Mi is also part of several collaborations, including a project with fellow engineering professor Kevin Wood. The pair is building a framework that leverages used electric vehicle batteries – batteries with 20% or more energy permanently lost due to aging – to power major energy grids, helping business owners save on electric bills through measures like shifting electric usage to off-peak hours. Recycling electric batteries is a costly endeavor, and the researchers’ scheme would extend the lifespan of electric vehicle batteries, giving them a second life and allowing for significant savings.
And Mi’s work is not limited to vehicles that traverse roads. He is a key part of the effort to build flying taxis, helping a team of University of California San Diego researchers create open-source computational design tools that will aid the industry in developing the technology. Mi is designing a propulsion system that safely supports vertical takeoff and landing, which would shorten commutes and revolutionize cargo delivery and emergency medicine.
“Chris is one of the hardest working people I have had the pleasure of working with. He is extremely well respected in his field of wireless power transfer and battery management systems,” said Wood. “Chris has the unique ability to be a fantastic project manager and a brilliant scientific mind.”
Love for teaching
Today, the mechanisms Mi works with are almost always small: components that fit inside a charger or battery system. But that hasn’t always been the case. When Mi first began his career in North America, as an engineer for General Electric Canada, he worked on motor systems that were over a story tall. The massive motors were used to send fresh, potable water from mainland China to Hong Kong.
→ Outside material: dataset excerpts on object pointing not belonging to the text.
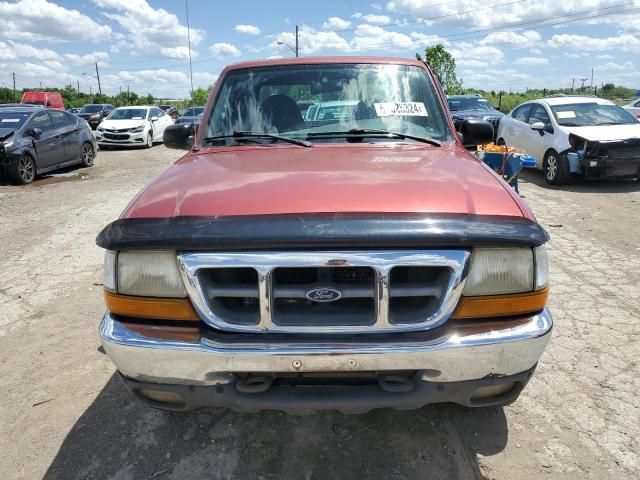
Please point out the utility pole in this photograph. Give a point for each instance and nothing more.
(583, 80)
(98, 77)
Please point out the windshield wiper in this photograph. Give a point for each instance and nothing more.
(239, 134)
(376, 131)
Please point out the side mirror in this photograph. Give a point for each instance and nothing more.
(476, 132)
(36, 132)
(539, 127)
(179, 136)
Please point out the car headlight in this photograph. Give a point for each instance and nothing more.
(504, 282)
(143, 273)
(496, 271)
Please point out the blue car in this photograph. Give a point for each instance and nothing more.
(35, 141)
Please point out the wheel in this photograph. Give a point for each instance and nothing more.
(555, 169)
(23, 170)
(88, 155)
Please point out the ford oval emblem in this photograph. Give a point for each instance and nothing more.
(324, 295)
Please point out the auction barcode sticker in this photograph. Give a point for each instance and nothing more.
(408, 109)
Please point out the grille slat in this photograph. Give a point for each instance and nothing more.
(377, 291)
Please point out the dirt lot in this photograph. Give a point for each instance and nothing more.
(64, 414)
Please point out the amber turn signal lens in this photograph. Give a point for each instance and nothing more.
(149, 307)
(501, 305)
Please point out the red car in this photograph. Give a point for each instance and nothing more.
(356, 260)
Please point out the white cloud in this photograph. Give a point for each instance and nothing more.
(626, 42)
(376, 19)
(424, 40)
(40, 20)
(532, 61)
(470, 55)
(223, 50)
(250, 29)
(149, 31)
(526, 39)
(336, 23)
Though he enjoyed the work, he missed teaching – a task he thrived at earlier in his career when he spent eight years as a lecturer in China. Mi’s own mentor during his graduate studies left a big mark on his life, encouraging his research and teaching interests. Mi wanted to do the same for others, helping them grow not only as scientists but also as budding professionals. At SDSU, Mi supervises senior design projects and is known to help students with resumes, interview tips and career advice.
Mi stayed at General Electric for only a year, afterward becoming a professor at the University of Michigan, Dearborn, where he worked for 14 years before coming to SDSU in 2015.
“I wanted to see if I liked industry,” Mi recalls. “It was a really interesting experience, but I realized I still wanted to be a teacher. It is very rewarding working with students.”